Adoption of Temporary Measures Only
In its judgment, the CJEU firstly confirmed that the relocation decision could be adopted in a non-legislative procedure, as foreseen by Article 78(3) of the Treaty on the Functioning of the European Union (TFEU). According to the Court, a legislative procedure is only mandatory where the Treaty explicitly refers to it. Second, Article 78(3) TFEU enables the EU institutions to adopt any measure necessary to respond to an emergency situation characterized by a sudden inflow of nationals of third countries, as long as the measure is provisionary. It may also derogate from existing legislative acts (here: the Dublin III Regulation) as long as its material and temporal scope is circumscribed and it neither has the object nor the effect of permanently amending legislative acts. As to the CJEU, the temporal scope of the relocation decision was clearly delineated. The European Parliament was also informed about amendments to the original proposal by the EU Commission, so that it could take them into account before its resolution of 17 September 2015.

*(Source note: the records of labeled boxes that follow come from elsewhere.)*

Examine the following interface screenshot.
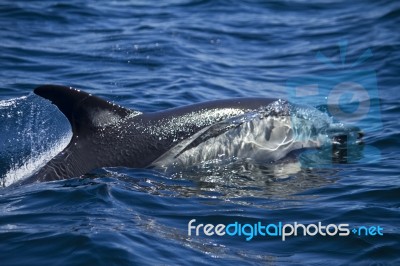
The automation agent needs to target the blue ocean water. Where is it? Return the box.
[0,0,400,265]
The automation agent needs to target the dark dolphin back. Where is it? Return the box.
[20,85,133,184]
[34,85,132,137]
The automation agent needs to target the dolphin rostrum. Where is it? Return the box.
[21,85,360,183]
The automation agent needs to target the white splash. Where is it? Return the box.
[1,133,71,187]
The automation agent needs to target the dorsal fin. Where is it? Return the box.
[34,85,136,135]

Emergency Measures as Non-Legislative Acts
As the contested decision was a non-legislative act, the requirements concerning legislative acts (such as the participation of national parliaments) did not apply. Additionally, the Council was not required to act unanimously.
No Retrospective Assessment – Failure Linked To “A Series of Factors”

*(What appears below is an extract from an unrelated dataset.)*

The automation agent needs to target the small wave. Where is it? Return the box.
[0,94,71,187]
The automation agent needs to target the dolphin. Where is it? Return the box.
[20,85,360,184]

Regarding the content of the contested decision, the Court had to apply the principle of proportionality. In that context, the CJEU held that the relocation decision was not manifestly inappropriate to achieve its objective, which was helping Greece and Italy to cope with the refugee crisis. In the eyes of the Court, the assessment of a new set of rules can only be challenged where it appears to be manifestly incorrect in the light of the information available at the time of the adoption of the rules. Back in 2015, the Council had carried out a detailed examination of the statistical data available and carefully analyzed possible effects of the emergency measure. Therefore, the Court emphasized that it is not opportune to retrospectively assess the efficacy of the contested decision – which may be doubted from an ex post point of view, but could not have been anticipated at the time when the decision was adopted. The Court actually holds the Member States’ poor readiness to cooperate accountable for the failure of the adopted relocation mechanism.
A Pyrrhic Victory?
So why is the judgment a pyrrhic victory? The importance of the judgment seems so obvious: The Common European Asylum System has been strengthened and the significance of the principle of solidary (Article 80 TFEU) has finally been highlighted. Wonderful news, isn’t it? Well, that’s the theory! In practice, Member States are still quarreling about how to best deal with asylum seekers (and refugees) in Europe and solidarity remains an empty shell. The European Union has little means to pressure Member States unwilling to cooperate. In case of Member States’ breaches of obligations under EU Law, the Commission can initiate infringement procedures according to Article 258 TFEU (which it did against Hungary, Poland and the Czech Republic) and the CJEU could eventually fine those Member States who do not comply. But in the end, sanctions might have the opposite rather than the desired effect. It could be wiser to elaborate a system of financial incentives rather than to intensify existing resistances by sanctioning uncooperative Member States.
Unfortunately, the tensions between the Member States have already led (and continue to lead) to an externalization of the EU Asylum Policy, privileging dubious “deals” with Turkey, Libya and other states around the key migrant routes to Europe. A reform of the Dublin system is urgently needed – but not in the sense of the 2016 proposal, but in favor of a truly solidary system.